I'm not a betting man, but I'd reckon the odds quite good on a crimewave hitting Stratford in November, as people send their mates in to Lidls to liberate a few tins of special brew, before phoning in the "crime" and pocketing a cheque to be split with their fleet-footed friends later. No doubt the coppers will eventually iron out the process of "reward for reporting" - do you get the check only after a conviction, or is it enough just to report it?

Think of the added dimensions this could bring to neighbourhood disputes. That grumpy old sod from next door pops into oddbins - you put a quick call in to the old bill, say you've seen him slip a Cabernet down his trousers. Look at that pramface with her brats in Netto - I should report her just for wearing that skirt. Truly the mean-spirited nature of the worst Daily Mail, curtain twitching tendencies this country can offer are just a month or so away from being fully realised at last. But at least it will stop people banging on about the clash between X-Factor and Strictly Come Dancing on a Saturday night. They'll be too busy zooming in to see exactly what Mrs Faversham from number 24 is putting in her trolley.

Motoring offence

Yesterday the DVLA withdrew from sale two items from the upcoming auction of high-value licence plates.

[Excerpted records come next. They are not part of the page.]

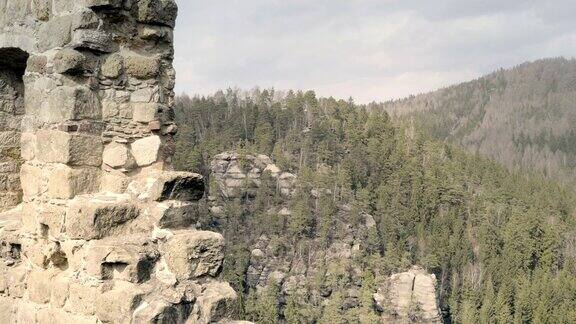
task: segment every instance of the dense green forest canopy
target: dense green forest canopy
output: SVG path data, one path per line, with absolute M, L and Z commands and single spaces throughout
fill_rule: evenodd
M 565 187 L 431 140 L 410 124 L 398 126 L 380 105 L 314 92 L 180 96 L 176 117 L 180 169 L 209 177 L 212 157 L 236 150 L 267 154 L 298 174 L 291 199 L 263 184 L 254 200 L 225 201 L 226 217 L 207 222 L 225 233 L 223 276 L 241 293 L 240 317 L 371 323 L 378 280 L 417 264 L 436 274 L 446 320 L 576 322 L 576 201 Z M 311 197 L 313 188 L 324 194 Z M 290 207 L 292 215 L 267 219 L 275 206 Z M 345 215 L 338 212 L 342 206 Z M 354 260 L 364 278 L 358 306 L 341 307 L 341 283 L 327 282 L 328 275 L 307 283 L 310 292 L 336 287 L 321 305 L 312 293 L 286 300 L 278 287 L 256 294 L 246 285 L 250 245 L 258 236 L 275 238 L 279 257 L 292 247 L 307 253 L 311 242 L 323 242 L 314 246 L 321 249 L 337 240 L 337 223 L 356 226 L 362 214 L 372 215 L 376 226 Z M 345 271 L 339 280 L 346 281 Z
M 384 106 L 432 138 L 576 186 L 576 59 L 524 63 Z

The grounds for doing so was the risk of causing offence, should they appear in public, and those incendiary combinations of letters and numbers were: F4GOT and D1KES.

I must say I struggled to make out what they "spelled" on a computer screen, never mind on the back of a 90 mph Subaru. And even now I can see the "words", I'm struggling to understand the point of the exercise. I suppose even the illiterate have the right not to be offended, but I do wonder quite what the real thinking behind it was.

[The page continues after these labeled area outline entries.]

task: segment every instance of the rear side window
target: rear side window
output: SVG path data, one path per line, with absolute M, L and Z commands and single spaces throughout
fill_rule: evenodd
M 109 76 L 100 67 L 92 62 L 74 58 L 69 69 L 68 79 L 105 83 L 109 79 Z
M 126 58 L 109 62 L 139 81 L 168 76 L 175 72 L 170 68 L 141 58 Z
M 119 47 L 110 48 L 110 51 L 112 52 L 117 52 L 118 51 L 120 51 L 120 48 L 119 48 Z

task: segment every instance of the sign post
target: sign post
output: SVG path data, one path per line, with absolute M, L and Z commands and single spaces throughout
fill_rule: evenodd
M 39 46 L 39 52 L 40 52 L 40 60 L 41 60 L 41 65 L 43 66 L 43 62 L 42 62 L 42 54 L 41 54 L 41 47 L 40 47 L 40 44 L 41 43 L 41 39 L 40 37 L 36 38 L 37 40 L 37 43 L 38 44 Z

Let's assume a homophobic driver wants a vanity plate to reflect his bigotry. I could understand if he were to buy F4G H8R (see, I'm getting into this lingo). But to suggest he would want to drive around with "Faggot" on his car as a bizarre badge of honour seems wrong headed, any more than I would covet a licence plate that read L1verp00L FC. If I saw F4GOT on a car registration (and managed to decode it in time) I would be inclined to think the owner of the car was gay, and proudly reclaiming the word, as hip-hop artists did with with word "nigga" in the 1990s.

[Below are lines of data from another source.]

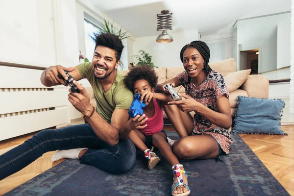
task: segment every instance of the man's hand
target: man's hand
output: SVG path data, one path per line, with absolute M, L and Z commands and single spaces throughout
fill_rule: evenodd
M 146 105 L 148 105 L 152 100 L 153 95 L 153 93 L 148 90 L 144 91 L 141 95 L 140 102 L 142 103 L 144 99 Z
M 171 101 L 168 103 L 168 105 L 176 105 L 176 106 L 184 112 L 197 111 L 200 107 L 203 106 L 202 104 L 197 102 L 191 97 L 184 94 L 179 94 L 179 95 L 186 99 L 179 101 Z
M 65 80 L 67 80 L 68 78 L 65 74 L 64 70 L 66 70 L 68 72 L 71 72 L 73 71 L 74 70 L 74 67 L 67 68 L 65 68 L 64 67 L 62 67 L 61 65 L 51 66 L 49 67 L 45 70 L 45 76 L 48 80 L 52 82 L 53 84 L 63 84 L 64 85 L 67 86 L 68 85 L 67 83 L 65 83 L 63 79 L 59 78 L 57 76 L 57 74 L 58 74 L 58 73 L 60 73 L 61 75 L 62 75 L 62 77 L 63 77 Z
M 86 116 L 89 116 L 93 110 L 93 106 L 90 103 L 90 97 L 88 92 L 81 84 L 75 80 L 73 83 L 79 90 L 80 93 L 74 93 L 69 90 L 69 100 L 78 111 Z
M 130 131 L 135 129 L 140 129 L 145 128 L 147 126 L 147 124 L 144 126 L 142 125 L 148 120 L 148 118 L 145 117 L 145 115 L 143 114 L 141 117 L 139 115 L 138 115 L 133 119 L 130 118 L 125 124 L 125 128 L 128 131 Z

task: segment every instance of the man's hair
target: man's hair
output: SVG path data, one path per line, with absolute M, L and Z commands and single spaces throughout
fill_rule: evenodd
M 94 33 L 92 38 L 96 42 L 95 49 L 98 46 L 104 46 L 114 50 L 116 62 L 121 59 L 123 45 L 119 36 L 111 33 Z
M 145 79 L 148 81 L 151 88 L 157 84 L 158 76 L 154 70 L 146 65 L 137 66 L 132 69 L 123 79 L 125 85 L 132 92 L 134 90 L 134 84 L 137 80 Z
M 203 70 L 205 72 L 209 73 L 212 70 L 208 65 L 209 58 L 210 58 L 210 50 L 209 48 L 208 48 L 208 46 L 205 42 L 201 41 L 194 41 L 183 47 L 180 52 L 180 58 L 181 58 L 182 63 L 183 63 L 183 54 L 184 54 L 184 52 L 186 49 L 188 48 L 194 48 L 199 51 L 200 54 L 201 54 L 203 59 L 204 59 Z

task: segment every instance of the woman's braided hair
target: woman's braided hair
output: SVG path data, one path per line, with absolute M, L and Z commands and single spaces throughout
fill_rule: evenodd
M 204 59 L 204 63 L 203 63 L 204 71 L 207 73 L 212 71 L 209 65 L 208 65 L 209 58 L 210 57 L 210 50 L 209 50 L 209 48 L 208 48 L 205 42 L 201 41 L 194 41 L 183 47 L 180 53 L 180 57 L 181 58 L 182 63 L 183 63 L 183 54 L 184 53 L 184 51 L 188 48 L 194 48 L 199 51 L 203 59 Z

Beyond this I worry about the broader implications of this posturing by the DVLA. Are we suggesting oppressed groups prowl the car parks of England looking for offence at knee height? Or, for that matter, trawl the DVLA auction site (a very dull thing to do at the best of times) to be outraged at badly spelled playground language? According to Stonewall, it is to make Britain "more equal", but to construe offence in the unlikeliest places seems to say more about Stonewalls sense of self-importance that taking action to protect gay people from the random violence of idiots.

Meanwhile I expect there are disappointed water defence engineers in the Fens who would have like the registration D1KES as a symbol of pride in their profession. Not to mention the faggot makers of Lancashire.